Sem conta, peso e medida


J.-M. Nobre-Correia
Futebol : Os média de informação acentuaram estes dias uma prática de cobertura da atualidade em que acontecimentos importantes foram apenas evocados ou mesmo ignorados…

Editores e diretores de jornais (impressos, radiofónicos ou televisivos) poderão gargarejar-se com palavras como “empresa”, “estratégia comercial” e outras mais. E sobretudo com “negócio” e “produto”, termos que afeiçoam. E todas essas palavras têm de facto uma relação com a realidade económica dos média de informação. Só que há outra realidade que não podem evacuar : os média são também instituições de caráter cultural, no sentido largo da palavra.

Quer isto dizer que a maneira como os média cobrem a atualidade, como concebem a informação, tem repercussões evidentes na perceção que os cidadãos têm do mundo e da própria vida quotidiana. Pelo que, em termos jornalísticos, é absolutamente essencial conceber uma hierarquização da atualidade em função do posicionamento editorial do média e, por conseguinte, do seu público alvo. Mas é-o também em termos de estratégia comercial, de modo a propor um “produto” adequado às especificidades e necessidades do público potencial.

Ora, a maneira altamente descomedida como os média de informação portugueses cobrem a atualidade futebolística só pode suscitar interrogações. Nomeadamente sobre a adequação aos seus públicos potenciais. Sobretudo quando se trata de média de serviço público ou “de referência”. Com o risco de levarem os públicos-alvo a renunciarem progressivamente a frequentá-los, a mudarem de hábitos, e, no caso dos jornais, a deixarem de comprá-los.

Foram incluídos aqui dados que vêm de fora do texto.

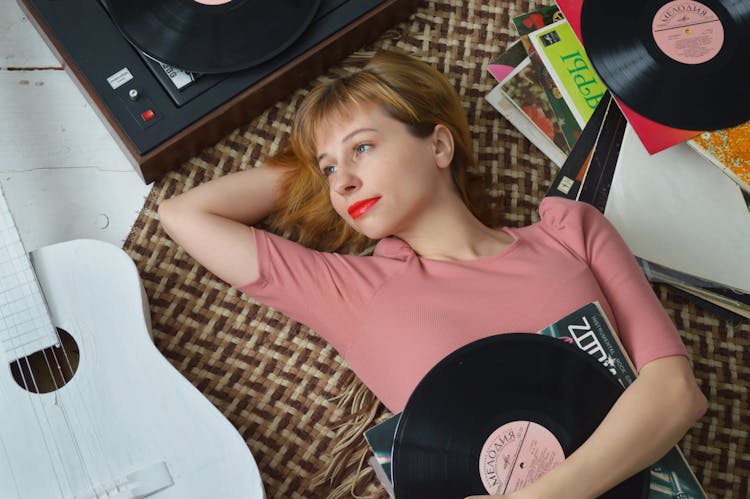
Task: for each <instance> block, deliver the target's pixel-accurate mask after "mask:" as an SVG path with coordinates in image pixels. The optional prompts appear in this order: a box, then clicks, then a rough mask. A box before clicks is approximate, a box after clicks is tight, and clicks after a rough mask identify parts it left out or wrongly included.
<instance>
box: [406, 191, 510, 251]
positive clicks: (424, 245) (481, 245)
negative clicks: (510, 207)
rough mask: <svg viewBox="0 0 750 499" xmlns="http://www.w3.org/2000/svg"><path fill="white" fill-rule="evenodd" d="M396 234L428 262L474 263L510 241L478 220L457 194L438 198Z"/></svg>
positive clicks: (508, 237)
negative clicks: (456, 194)
mask: <svg viewBox="0 0 750 499" xmlns="http://www.w3.org/2000/svg"><path fill="white" fill-rule="evenodd" d="M396 235H397V236H398V237H399V238H400V239H402V240H404V241H405V242H406V243H407V244H409V246H411V247H412V249H413V250H414V251H415V252H416V253H417V254H418V255H420V256H421V257H422V258H427V259H431V260H475V259H478V258H484V257H488V256H493V255H496V254H498V253H500V252H501V251H502V250H504V249H505V248H507V247H508V246H509V245H510V244H511V243H512V242H513V238H512V237H511V236H509V235H508V234H506V233H505V232H503V231H499V230H496V229H493V228H490V227H487V226H486V225H484V224H483V223H482V222H481V221H479V219H477V218H476V217H475V216H474V215H473V214H472V213H471V211H469V209H468V208H467V207H466V205H465V204H464V203H463V201H462V200H461V199H460V198H459V197H458V196H457V195H450V196H444V197H442V199H441V200H440V202H439V203H436V204H435V205H434V206H432V207H431V208H430V209H429V210H425V211H424V212H423V216H422V217H421V219H420V220H416V221H414V223H413V224H411V225H410V226H409V228H408V229H406V230H404V231H402V232H401V233H399V234H396Z"/></svg>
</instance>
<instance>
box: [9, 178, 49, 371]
mask: <svg viewBox="0 0 750 499" xmlns="http://www.w3.org/2000/svg"><path fill="white" fill-rule="evenodd" d="M57 342H58V338H57V331H56V330H55V327H54V326H53V325H52V321H51V319H50V317H49V312H48V310H47V305H46V302H45V300H44V295H43V294H42V289H41V287H40V286H39V282H38V281H37V279H36V274H35V273H34V268H33V267H32V265H31V260H30V259H29V255H28V253H26V250H25V249H24V247H23V243H22V242H21V237H20V235H19V234H18V230H17V229H16V225H15V223H14V222H13V217H12V216H11V213H10V210H9V209H8V205H7V203H6V201H5V198H4V196H2V191H0V352H2V353H4V354H5V355H6V361H7V362H12V361H14V360H16V359H19V358H21V357H24V356H27V355H30V354H32V353H34V352H36V351H37V350H41V349H43V348H47V347H49V346H51V345H55V344H57Z"/></svg>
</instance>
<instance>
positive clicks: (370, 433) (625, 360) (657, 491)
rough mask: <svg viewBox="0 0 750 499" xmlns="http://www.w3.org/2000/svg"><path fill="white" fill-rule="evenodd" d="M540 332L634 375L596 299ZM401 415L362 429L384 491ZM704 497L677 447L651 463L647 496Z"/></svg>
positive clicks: (612, 367)
mask: <svg viewBox="0 0 750 499" xmlns="http://www.w3.org/2000/svg"><path fill="white" fill-rule="evenodd" d="M539 333H540V334H544V335H547V336H551V337H553V338H559V339H560V340H561V341H566V342H570V343H572V344H573V345H576V346H577V347H578V348H580V349H581V350H583V351H585V352H587V353H588V354H589V355H591V356H592V357H594V358H595V359H596V360H597V361H598V362H599V363H601V365H602V366H604V368H605V369H607V370H608V371H609V372H610V373H611V374H612V375H613V376H615V377H616V378H617V380H618V381H619V382H620V384H621V385H622V386H623V388H626V387H628V386H629V385H630V384H631V383H632V382H633V381H634V380H635V378H636V375H637V374H636V371H635V368H634V366H633V364H632V362H631V361H630V359H629V357H628V356H627V354H626V352H625V349H624V348H623V346H622V344H621V343H620V340H619V339H618V337H617V334H616V333H615V332H614V329H613V328H612V325H611V323H610V322H609V320H608V319H607V316H606V314H605V313H604V310H603V309H602V307H601V305H600V304H599V303H598V302H591V303H588V304H586V305H585V306H583V307H581V308H580V309H578V310H576V311H575V312H573V313H571V314H569V315H567V316H565V317H563V318H562V319H560V320H559V321H557V322H555V323H554V324H550V325H549V326H547V327H546V328H544V329H542V330H541V331H539ZM400 417H401V414H400V413H399V414H396V415H394V416H391V417H390V418H389V419H387V420H386V421H384V422H382V423H380V424H378V425H376V426H374V427H372V428H370V429H369V430H367V431H366V432H365V439H366V440H367V442H368V444H369V445H370V448H371V449H372V452H373V455H374V457H373V458H371V459H370V464H371V465H372V466H373V467H374V468H375V472H376V475H377V476H378V478H380V480H381V482H383V485H384V487H385V488H386V490H388V491H390V492H389V493H390V494H391V497H393V495H392V491H393V485H392V484H393V478H392V475H391V462H390V461H391V456H392V453H393V439H394V437H395V433H396V427H397V426H398V420H399V418H400ZM675 497H677V498H680V499H707V496H706V493H705V492H704V491H703V488H702V487H701V485H700V483H699V482H698V479H697V478H696V477H695V475H694V474H693V472H692V470H691V469H690V466H689V465H688V463H687V461H686V460H685V457H684V456H683V454H682V452H681V451H680V449H679V447H677V446H675V447H673V448H672V450H670V451H669V452H668V453H667V454H666V455H665V456H664V457H662V458H661V459H660V460H659V461H657V462H656V463H655V464H654V465H652V466H651V485H650V490H649V494H648V498H649V499H673V498H675Z"/></svg>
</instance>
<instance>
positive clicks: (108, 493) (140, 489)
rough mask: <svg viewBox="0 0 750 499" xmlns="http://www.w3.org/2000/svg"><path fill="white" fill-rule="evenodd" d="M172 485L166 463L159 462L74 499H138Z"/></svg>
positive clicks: (138, 469)
mask: <svg viewBox="0 0 750 499" xmlns="http://www.w3.org/2000/svg"><path fill="white" fill-rule="evenodd" d="M172 485H174V480H173V479H172V474H171V473H170V472H169V468H167V463H165V462H164V461H161V462H159V463H155V464H152V465H149V466H146V467H143V468H140V469H138V470H136V471H132V472H130V473H128V474H126V475H125V476H123V477H122V478H118V479H115V480H113V481H112V482H109V483H106V484H101V485H98V486H96V487H95V489H94V490H90V491H86V492H83V493H81V494H76V495H75V499H105V498H106V499H139V498H141V497H148V496H150V495H152V494H155V493H157V492H159V491H160V490H164V489H166V488H167V487H171V486H172Z"/></svg>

Porque a verdade é esta : o futebol é um divertimento que encanta e apaixona muita gente. Mas é antes do mais isso : um divertimento, percebido como tal por muita outra gente. Gente esta que não compreende, nem aceita que equipas, treinadores, selecionadores, dirigentes, jogadores possam constituir demasiadas vezes o tema de abertura dos jornais. Que se lhes possam consagrar um volume de páginas ou de tempo, de reportagens, entrevistas, conferências e diretos absolutamente descomedido. Até porque há quase sempre acontecimentos mais determinantes da vida quotidiana dos cidadãos…


Texto publicado no Diário de Notícias, Lisboa, 28 de junho de 2014, p. 43.